Each holiday season since 2015, Amazon.com Inc. has counted on selling a lot of its Alexa voice-controlled smart speakers. For almost as long, it’s known that the devices would have trouble holding customers’ attention even into January. According to internal data, there have been years when 15% to 25% of new Alexa users were no longer active in their second week with the device.
Concern about user retention and engagement comes up repeatedly in internal planning documents that Bloomberg Businessweek viewed. The documents, which covered 2018 to 2021, detail Amazon’s continued ambitions for Alexa, including plans to add more cameras and sensors that would allow the devices to recognize different voices or determine which rooms users are in during each interaction. They also reveal the roadblocks the company sees to realizing these goals. Last year, Amazon’s internal analysis of the smart speaker market determined that it had “passed its growth phase” and estimated that it would expand only 1.2% annually for the next several years.
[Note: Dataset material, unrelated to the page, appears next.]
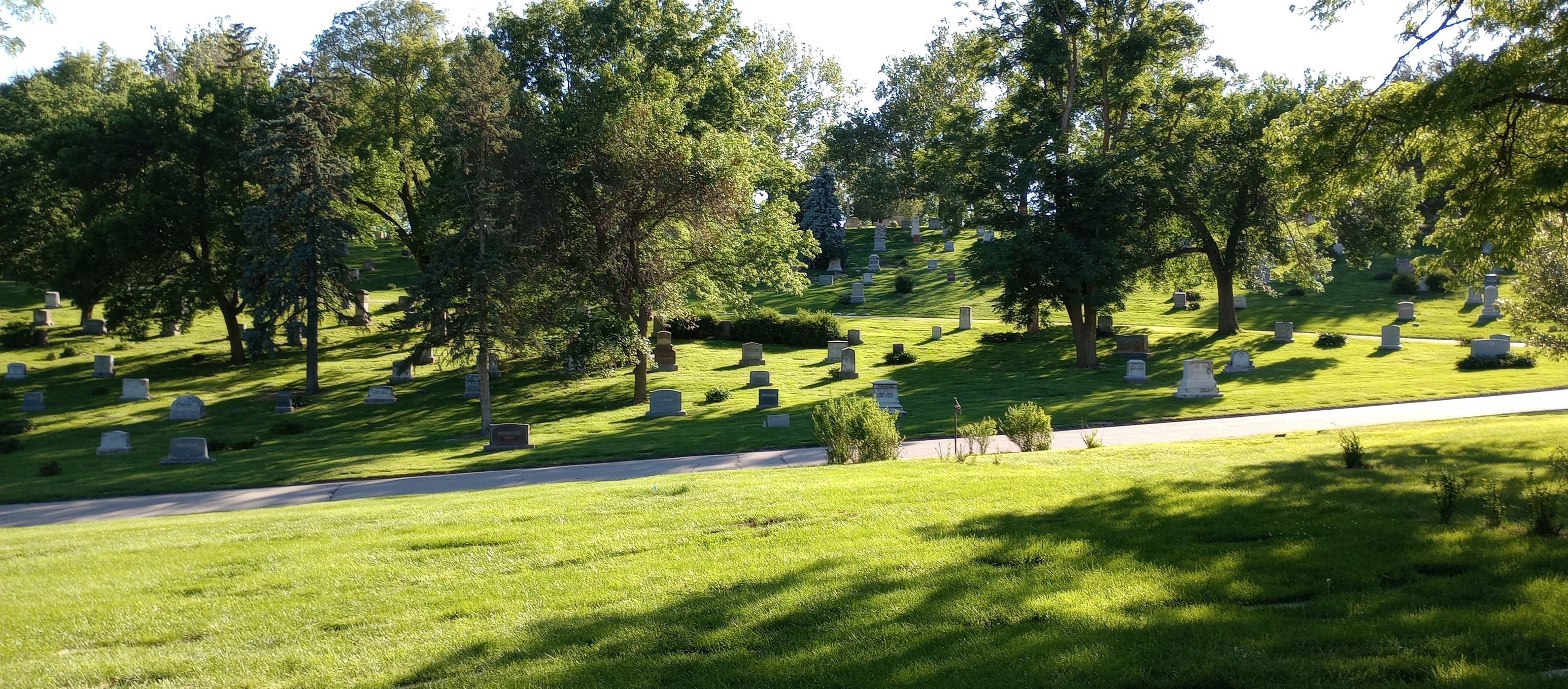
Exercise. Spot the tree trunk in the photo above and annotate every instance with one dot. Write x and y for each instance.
(231, 322)
(640, 371)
The market for Alexa devices extends beyond just smart speakers, and Amazon disputes many of the metrics cited in the documents, saying they are either outdated or inaccurate. In an emailed statement, Amazon spokesperson Kinley Pearsall said the company was as optimistic about Alexa as it had ever been. “The fact is that Alexa continues to grow—we see increases in customer usage, and Alexa is used in more households around the world than ever before,” she wrote.